A voter ID bill that drew sharp criticism from U.S. Sen. Mark Begich on his recent visit to the Alaska Legislature is moving forward, with its sponsor denying the senator’s claims about the bill. Rep. Bob Lynn, R-Anchorage, said his House Bill 3 was the victim of “misinformation” spread by Begich, D-Alaska. “Nothing whatsoever in House Bill 3 prevents anyone from voting if they are registered and motivated to vote,” he said Thursday, while chairing the House State Affairs Committee hearing his bill. Those who don’t have photo ID can present other forms of identification or cast questioned ballots, he said. Stricter voter ID requirements was the focus of Begich’s remarks – and his criticisms were reinforced at a hearing Thursday by Jeffrey Mittman of the American Civil Liberties Union of Alaska and Joy Huntington of the Tanana Chiefs Conference.

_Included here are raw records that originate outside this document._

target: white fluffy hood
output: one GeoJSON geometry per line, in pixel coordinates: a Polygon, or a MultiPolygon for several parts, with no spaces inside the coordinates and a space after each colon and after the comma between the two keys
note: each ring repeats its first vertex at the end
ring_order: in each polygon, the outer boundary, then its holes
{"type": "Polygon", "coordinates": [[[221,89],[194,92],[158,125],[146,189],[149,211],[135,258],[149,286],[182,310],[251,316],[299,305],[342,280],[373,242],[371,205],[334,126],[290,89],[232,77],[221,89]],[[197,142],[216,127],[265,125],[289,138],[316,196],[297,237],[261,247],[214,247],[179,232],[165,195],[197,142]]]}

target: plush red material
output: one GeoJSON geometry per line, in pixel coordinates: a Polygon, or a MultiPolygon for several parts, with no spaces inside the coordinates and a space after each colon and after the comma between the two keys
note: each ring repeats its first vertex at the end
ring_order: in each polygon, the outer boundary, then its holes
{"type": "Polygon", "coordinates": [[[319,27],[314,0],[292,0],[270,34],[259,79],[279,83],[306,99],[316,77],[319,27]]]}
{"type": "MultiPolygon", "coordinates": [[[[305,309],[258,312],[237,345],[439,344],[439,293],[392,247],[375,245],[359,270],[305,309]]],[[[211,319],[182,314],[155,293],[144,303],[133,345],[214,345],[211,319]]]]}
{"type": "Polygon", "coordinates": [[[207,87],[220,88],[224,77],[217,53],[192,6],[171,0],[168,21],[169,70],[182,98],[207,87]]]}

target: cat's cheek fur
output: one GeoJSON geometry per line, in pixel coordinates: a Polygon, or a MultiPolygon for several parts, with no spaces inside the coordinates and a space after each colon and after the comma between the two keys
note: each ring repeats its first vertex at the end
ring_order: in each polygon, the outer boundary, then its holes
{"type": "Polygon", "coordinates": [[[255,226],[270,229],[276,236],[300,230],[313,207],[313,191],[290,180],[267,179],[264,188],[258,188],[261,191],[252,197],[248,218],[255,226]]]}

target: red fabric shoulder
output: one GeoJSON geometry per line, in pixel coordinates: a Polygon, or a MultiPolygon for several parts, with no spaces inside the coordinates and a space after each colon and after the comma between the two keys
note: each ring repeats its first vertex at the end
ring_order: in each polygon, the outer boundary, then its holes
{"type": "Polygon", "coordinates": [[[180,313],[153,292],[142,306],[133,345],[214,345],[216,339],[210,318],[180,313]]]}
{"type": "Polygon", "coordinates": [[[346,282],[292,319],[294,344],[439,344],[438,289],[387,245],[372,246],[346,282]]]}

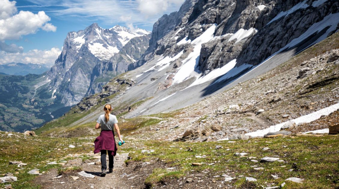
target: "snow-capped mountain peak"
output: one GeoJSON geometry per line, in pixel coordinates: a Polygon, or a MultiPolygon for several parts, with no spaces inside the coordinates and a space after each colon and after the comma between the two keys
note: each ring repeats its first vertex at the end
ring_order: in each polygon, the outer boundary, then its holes
{"type": "Polygon", "coordinates": [[[132,32],[118,25],[105,29],[94,23],[83,30],[73,32],[69,34],[71,36],[71,48],[78,51],[83,45],[86,45],[96,57],[100,60],[107,61],[118,52],[131,39],[150,33],[140,28],[132,32]]]}

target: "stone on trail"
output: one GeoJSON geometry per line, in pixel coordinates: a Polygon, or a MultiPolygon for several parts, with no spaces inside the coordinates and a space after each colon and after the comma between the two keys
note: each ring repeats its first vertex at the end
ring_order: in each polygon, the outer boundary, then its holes
{"type": "Polygon", "coordinates": [[[77,179],[79,179],[79,178],[78,177],[77,177],[77,176],[71,176],[71,177],[72,177],[72,178],[73,179],[73,180],[75,180],[75,181],[76,180],[77,180],[77,179]]]}
{"type": "Polygon", "coordinates": [[[38,174],[40,172],[40,170],[39,169],[32,169],[27,172],[27,173],[30,174],[38,174]]]}
{"type": "Polygon", "coordinates": [[[256,167],[255,168],[253,168],[255,170],[263,170],[263,167],[256,167]]]}
{"type": "Polygon", "coordinates": [[[247,154],[248,154],[248,153],[247,153],[242,152],[242,153],[235,153],[234,154],[234,155],[236,155],[236,156],[244,156],[247,155],[247,154]]]}
{"type": "Polygon", "coordinates": [[[20,164],[22,163],[22,162],[21,161],[10,161],[9,164],[12,165],[16,165],[17,164],[20,164]]]}
{"type": "Polygon", "coordinates": [[[193,182],[193,179],[191,178],[188,178],[187,180],[186,180],[186,183],[192,183],[193,182]]]}
{"type": "Polygon", "coordinates": [[[296,177],[291,177],[285,180],[286,181],[290,181],[292,182],[297,183],[302,183],[302,181],[304,180],[302,179],[297,178],[296,177]]]}
{"type": "Polygon", "coordinates": [[[211,129],[214,131],[219,131],[221,130],[221,127],[220,125],[213,125],[211,127],[211,129]]]}
{"type": "Polygon", "coordinates": [[[253,178],[253,177],[246,177],[246,181],[248,181],[249,182],[255,182],[257,181],[258,181],[258,180],[253,178]]]}
{"type": "Polygon", "coordinates": [[[225,182],[229,182],[235,179],[234,177],[231,177],[227,175],[223,175],[223,176],[225,177],[224,181],[225,182]]]}
{"type": "Polygon", "coordinates": [[[264,137],[267,137],[268,136],[271,135],[289,135],[291,134],[292,133],[291,131],[277,131],[277,132],[273,132],[271,133],[268,133],[267,134],[266,134],[264,135],[264,137]]]}
{"type": "Polygon", "coordinates": [[[60,178],[61,178],[61,177],[62,177],[62,175],[59,175],[59,176],[56,176],[55,177],[53,177],[53,178],[52,178],[52,179],[60,179],[60,178]]]}
{"type": "Polygon", "coordinates": [[[260,162],[274,162],[280,159],[278,158],[271,158],[270,157],[265,157],[260,160],[260,162]]]}
{"type": "Polygon", "coordinates": [[[13,182],[16,181],[17,180],[16,176],[4,176],[3,177],[0,177],[0,181],[1,181],[1,183],[4,183],[8,182],[13,182]]]}
{"type": "Polygon", "coordinates": [[[278,179],[280,178],[280,177],[279,177],[279,176],[275,174],[271,174],[271,176],[272,176],[272,177],[273,178],[273,179],[278,179]]]}
{"type": "Polygon", "coordinates": [[[22,163],[18,164],[18,167],[22,167],[22,166],[26,166],[27,165],[27,164],[26,163],[22,163]]]}
{"type": "Polygon", "coordinates": [[[201,165],[202,165],[200,163],[192,163],[192,166],[200,166],[201,165]]]}
{"type": "Polygon", "coordinates": [[[14,175],[13,175],[13,173],[10,172],[5,173],[5,176],[13,176],[14,175]]]}
{"type": "Polygon", "coordinates": [[[94,178],[94,177],[95,177],[95,176],[94,176],[94,175],[91,174],[88,174],[88,173],[87,173],[84,171],[82,171],[81,172],[79,172],[78,173],[78,174],[82,176],[84,176],[85,177],[88,177],[89,178],[94,178]]]}

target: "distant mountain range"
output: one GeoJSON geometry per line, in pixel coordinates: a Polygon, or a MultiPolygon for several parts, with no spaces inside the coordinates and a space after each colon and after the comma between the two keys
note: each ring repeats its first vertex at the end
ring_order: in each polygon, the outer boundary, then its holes
{"type": "Polygon", "coordinates": [[[31,73],[41,74],[48,71],[50,67],[44,65],[29,63],[23,64],[12,62],[3,65],[0,65],[0,74],[25,75],[31,73]]]}

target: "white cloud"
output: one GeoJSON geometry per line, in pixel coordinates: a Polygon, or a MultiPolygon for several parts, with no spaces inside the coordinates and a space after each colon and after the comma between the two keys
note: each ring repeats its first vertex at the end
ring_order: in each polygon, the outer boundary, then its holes
{"type": "Polygon", "coordinates": [[[52,66],[61,53],[59,48],[53,48],[48,50],[33,49],[27,52],[9,53],[0,51],[0,63],[4,64],[11,62],[33,63],[45,64],[52,66]]]}
{"type": "Polygon", "coordinates": [[[15,7],[16,2],[8,0],[0,0],[0,19],[5,19],[11,17],[17,11],[15,7]]]}
{"type": "Polygon", "coordinates": [[[22,52],[23,48],[17,46],[15,44],[7,45],[5,43],[0,42],[0,50],[10,53],[22,52]]]}
{"type": "Polygon", "coordinates": [[[148,17],[162,14],[170,6],[181,5],[184,0],[137,0],[138,9],[140,12],[148,17]]]}
{"type": "Polygon", "coordinates": [[[126,16],[126,15],[122,15],[120,17],[120,20],[123,22],[129,21],[132,19],[132,16],[129,15],[126,16]]]}
{"type": "Polygon", "coordinates": [[[0,0],[0,2],[5,5],[0,6],[0,41],[18,39],[22,36],[35,33],[39,28],[47,31],[56,30],[56,27],[47,23],[51,18],[43,11],[34,14],[22,10],[15,14],[15,1],[0,0]]]}

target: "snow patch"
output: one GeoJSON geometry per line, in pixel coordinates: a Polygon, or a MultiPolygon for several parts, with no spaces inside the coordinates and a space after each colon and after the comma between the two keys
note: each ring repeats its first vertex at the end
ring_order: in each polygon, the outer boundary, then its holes
{"type": "Polygon", "coordinates": [[[327,1],[327,0],[318,0],[318,1],[313,1],[313,2],[312,3],[312,6],[313,7],[318,7],[327,1]]]}
{"type": "Polygon", "coordinates": [[[255,7],[256,9],[259,10],[261,11],[265,8],[265,7],[266,7],[266,6],[264,5],[260,5],[255,7]]]}
{"type": "Polygon", "coordinates": [[[231,37],[228,39],[228,41],[229,42],[233,40],[237,39],[237,41],[235,42],[235,44],[237,43],[257,32],[258,30],[254,28],[251,28],[248,30],[244,29],[242,28],[239,29],[237,31],[237,32],[232,35],[231,37]]]}
{"type": "Polygon", "coordinates": [[[177,43],[177,45],[181,45],[183,44],[185,44],[185,43],[191,43],[191,40],[190,39],[188,39],[188,37],[186,36],[186,37],[184,39],[182,39],[180,41],[178,42],[177,43]]]}
{"type": "Polygon", "coordinates": [[[100,60],[108,60],[115,54],[119,52],[116,47],[106,46],[99,43],[93,43],[88,44],[88,49],[95,57],[100,60]]]}
{"type": "Polygon", "coordinates": [[[161,102],[161,101],[163,101],[164,100],[166,100],[166,99],[167,99],[168,98],[170,98],[170,97],[172,96],[175,95],[176,93],[173,93],[173,94],[171,95],[170,95],[170,96],[167,96],[166,97],[165,97],[165,98],[164,98],[161,99],[160,100],[159,100],[159,101],[158,101],[157,102],[156,102],[154,103],[154,104],[152,104],[152,105],[151,106],[153,106],[153,105],[154,105],[155,104],[157,104],[158,103],[159,103],[159,102],[161,102]]]}
{"type": "Polygon", "coordinates": [[[219,68],[211,71],[207,75],[199,77],[196,80],[186,89],[191,87],[197,85],[208,81],[213,79],[222,75],[230,71],[235,66],[237,63],[237,60],[234,59],[225,64],[221,68],[219,68]]]}
{"type": "Polygon", "coordinates": [[[322,116],[327,116],[333,112],[336,111],[338,109],[339,109],[339,103],[337,103],[296,119],[279,123],[275,125],[272,125],[265,129],[246,133],[245,135],[253,137],[263,137],[268,133],[277,132],[280,131],[281,127],[288,122],[293,122],[295,123],[296,125],[298,125],[301,123],[310,123],[319,119],[322,116]]]}
{"type": "Polygon", "coordinates": [[[291,9],[286,11],[283,11],[282,12],[280,12],[280,13],[278,14],[275,17],[273,18],[271,21],[267,25],[268,25],[272,23],[274,21],[276,20],[279,18],[287,16],[295,12],[296,10],[299,10],[299,9],[301,9],[302,8],[304,9],[307,8],[308,6],[308,5],[307,4],[307,0],[305,0],[302,2],[300,2],[299,3],[297,4],[296,5],[294,5],[293,7],[291,8],[291,9]]]}
{"type": "Polygon", "coordinates": [[[307,131],[305,133],[303,133],[303,134],[307,134],[308,133],[312,133],[316,134],[325,134],[328,133],[330,132],[330,129],[328,128],[324,128],[323,129],[319,129],[311,131],[307,131]]]}
{"type": "Polygon", "coordinates": [[[140,77],[141,75],[142,75],[142,74],[144,74],[143,73],[142,73],[141,74],[139,74],[139,75],[138,75],[136,76],[135,76],[135,78],[138,78],[139,77],[140,77]]]}
{"type": "Polygon", "coordinates": [[[182,61],[182,65],[173,78],[173,84],[181,82],[193,76],[197,78],[199,74],[195,71],[198,66],[199,57],[203,43],[212,40],[214,36],[214,33],[217,24],[214,24],[208,28],[200,36],[193,40],[191,43],[194,45],[193,51],[188,54],[187,58],[182,61]]]}

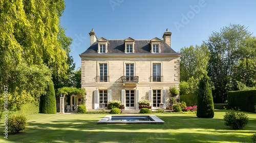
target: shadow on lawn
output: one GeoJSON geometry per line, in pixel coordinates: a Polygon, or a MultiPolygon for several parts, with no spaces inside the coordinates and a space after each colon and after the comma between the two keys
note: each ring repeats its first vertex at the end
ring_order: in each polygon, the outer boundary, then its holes
{"type": "MultiPolygon", "coordinates": [[[[41,125],[44,126],[44,125],[41,125]]],[[[156,133],[157,130],[151,132],[141,131],[133,132],[131,130],[104,130],[98,128],[94,129],[74,130],[55,130],[53,129],[38,128],[34,131],[30,131],[27,134],[19,136],[16,141],[23,142],[57,142],[60,141],[65,142],[98,142],[108,141],[110,142],[210,142],[211,141],[222,141],[224,142],[240,141],[246,142],[249,138],[237,134],[214,134],[205,133],[203,131],[198,132],[175,132],[156,133]],[[154,131],[155,131],[155,132],[154,131]]],[[[10,140],[14,139],[12,137],[10,140]]]]}
{"type": "Polygon", "coordinates": [[[251,121],[254,123],[249,124],[245,130],[232,130],[224,125],[222,119],[185,115],[157,115],[165,121],[165,124],[97,125],[98,120],[72,118],[44,123],[29,122],[27,133],[10,136],[10,140],[23,142],[248,142],[250,137],[242,134],[254,133],[252,131],[256,130],[256,127],[251,127],[255,124],[255,119],[251,121]]]}

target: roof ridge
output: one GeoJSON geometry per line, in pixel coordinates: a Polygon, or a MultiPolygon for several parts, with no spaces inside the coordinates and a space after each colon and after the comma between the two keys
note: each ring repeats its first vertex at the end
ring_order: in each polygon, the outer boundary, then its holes
{"type": "MultiPolygon", "coordinates": [[[[124,40],[125,39],[108,39],[108,40],[124,40]]],[[[135,39],[135,40],[151,40],[151,39],[135,39]]]]}

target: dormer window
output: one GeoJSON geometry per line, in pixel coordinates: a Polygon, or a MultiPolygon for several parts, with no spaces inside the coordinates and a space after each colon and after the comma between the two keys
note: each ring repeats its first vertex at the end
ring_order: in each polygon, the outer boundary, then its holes
{"type": "Polygon", "coordinates": [[[153,53],[159,53],[159,45],[153,44],[153,53]]]}
{"type": "Polygon", "coordinates": [[[132,44],[126,44],[126,53],[133,53],[133,45],[132,44]]]}
{"type": "Polygon", "coordinates": [[[134,43],[135,40],[129,37],[124,40],[125,50],[124,53],[133,53],[134,52],[134,43]]]}
{"type": "Polygon", "coordinates": [[[105,45],[104,44],[100,44],[99,45],[99,53],[104,53],[105,52],[105,45]]]}
{"type": "Polygon", "coordinates": [[[161,53],[160,44],[162,40],[156,37],[150,41],[151,45],[151,53],[161,53]]]}
{"type": "Polygon", "coordinates": [[[98,53],[108,53],[108,44],[109,41],[103,38],[100,38],[97,40],[98,42],[98,53]]]}

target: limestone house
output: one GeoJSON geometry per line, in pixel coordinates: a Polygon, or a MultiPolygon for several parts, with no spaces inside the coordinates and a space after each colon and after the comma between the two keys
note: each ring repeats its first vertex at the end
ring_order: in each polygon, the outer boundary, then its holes
{"type": "Polygon", "coordinates": [[[170,47],[168,29],[163,40],[97,38],[93,29],[89,35],[91,46],[79,55],[88,109],[99,109],[101,103],[106,108],[111,100],[121,101],[125,109],[139,109],[143,99],[153,109],[161,103],[168,108],[169,87],[180,84],[181,56],[170,47]]]}

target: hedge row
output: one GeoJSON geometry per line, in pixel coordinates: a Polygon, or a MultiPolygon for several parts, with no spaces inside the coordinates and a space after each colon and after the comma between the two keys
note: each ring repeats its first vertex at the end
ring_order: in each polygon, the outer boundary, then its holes
{"type": "Polygon", "coordinates": [[[227,93],[228,108],[254,112],[256,105],[256,90],[230,91],[227,93]]]}
{"type": "Polygon", "coordinates": [[[25,115],[30,115],[38,113],[39,107],[34,103],[28,103],[22,105],[19,112],[25,115]]]}
{"type": "Polygon", "coordinates": [[[180,101],[185,102],[187,106],[197,105],[197,94],[182,95],[180,96],[180,101]]]}
{"type": "Polygon", "coordinates": [[[227,104],[214,104],[214,109],[224,109],[225,108],[228,109],[227,104]]]}

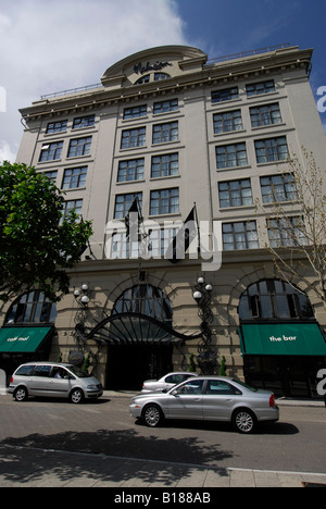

Mittman likened the cost of getting an ID to an unconstitutional “poll tax” that would likely be overturned, if challenged, in court. Begich has stood by his comments as well.
Huntington said she didn’t get a photo ID until age 20 when she got her drivers’ license. Before that, she only drove four-wheelers around the village. Many Native elders don’t have photo IDs either, she noted. But Elfin Cove’s Travis Lewis supported the bill, and said it was needed –even in his small Chichagof Island community. It wouldn’t make legitimate voting more difficult, he contended.
“I can’t imagine anyone in this day and age who doesn’t have proper identification,” he said.
Despite numerous comments saying there was no voter fraud problem to address, Lewis said he’d seen what looked like it in Elfin Cove.
“We have people from other states with voter registration cards who are voting in our community,” he said. Those people may well be voting elsewhere as well, he said.